@notebook{run_notebook-jobs.ipynb,
    title: Run a notebook with Jobs,
    summary: Run a notebook with OCI data science jobs,
    developed on: pytorch110_p37_cpu_v1,
    keywords: Run Notebook, Jobs,
    license: Universal Permissive License v 1.0
}

In [None]:
# Upgrade Oracle ADS to pick up latest features and maintain compatibility with Oracle Cloud Infrastructure.

!pip install -U oracle-ads

<font color=gray>Oracle Data Science service sample notebook.

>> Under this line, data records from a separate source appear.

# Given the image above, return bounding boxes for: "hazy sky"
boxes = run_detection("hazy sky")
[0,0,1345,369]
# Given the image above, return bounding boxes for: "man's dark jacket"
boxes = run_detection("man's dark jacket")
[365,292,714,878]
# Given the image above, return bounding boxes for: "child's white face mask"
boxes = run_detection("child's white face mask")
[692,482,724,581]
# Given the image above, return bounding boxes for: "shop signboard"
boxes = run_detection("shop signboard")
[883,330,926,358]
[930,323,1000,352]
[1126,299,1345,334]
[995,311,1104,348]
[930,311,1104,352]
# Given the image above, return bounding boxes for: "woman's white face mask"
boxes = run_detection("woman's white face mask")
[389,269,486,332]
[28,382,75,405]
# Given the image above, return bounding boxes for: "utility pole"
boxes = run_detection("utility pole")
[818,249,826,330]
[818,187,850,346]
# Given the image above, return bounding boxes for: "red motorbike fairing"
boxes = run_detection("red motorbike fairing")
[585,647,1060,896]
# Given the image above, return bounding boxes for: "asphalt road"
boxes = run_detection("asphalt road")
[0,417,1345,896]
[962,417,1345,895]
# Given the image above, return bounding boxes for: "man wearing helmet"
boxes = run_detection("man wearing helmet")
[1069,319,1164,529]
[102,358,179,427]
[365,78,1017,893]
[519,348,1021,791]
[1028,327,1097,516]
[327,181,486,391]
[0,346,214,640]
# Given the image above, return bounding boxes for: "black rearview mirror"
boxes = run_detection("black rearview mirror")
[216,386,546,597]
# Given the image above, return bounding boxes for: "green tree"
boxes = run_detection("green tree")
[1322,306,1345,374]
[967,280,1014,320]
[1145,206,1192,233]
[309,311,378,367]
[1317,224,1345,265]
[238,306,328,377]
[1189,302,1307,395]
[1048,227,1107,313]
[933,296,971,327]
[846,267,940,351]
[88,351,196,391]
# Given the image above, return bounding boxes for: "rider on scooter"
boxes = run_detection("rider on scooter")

Copyright (c) 2022 Oracle, Inc.  All rights reserved.
Licensed under the Universal Permissive License v 1.0 as shown at https://oss.oracle.com/licenses/upl.
</font>

***
# <font color=red>Run a Notebook with Jobs</font>
<p style="margin-left:10%; margin-right:10%;">by the <font color=teal> Oracle Cloud Infrastructure Data Science Service Team </font></p>

***

## Overview:

Oracle Cloud Infrastructure (OCI) [Data Science jobs](https://docs.oracle.com/en-us/iaas/data-science/using/jobs-about.htm) enable you to define and run a repeatable machine learning task on a fully managed infrastructure. This notebook shows you how to use the [Accelerated Data Science (ADS) SDK](https://accelerated-data-science.readthedocs.io/en/latest/) to run a Jupyter notebook using OCI data science jobs and download the outputs.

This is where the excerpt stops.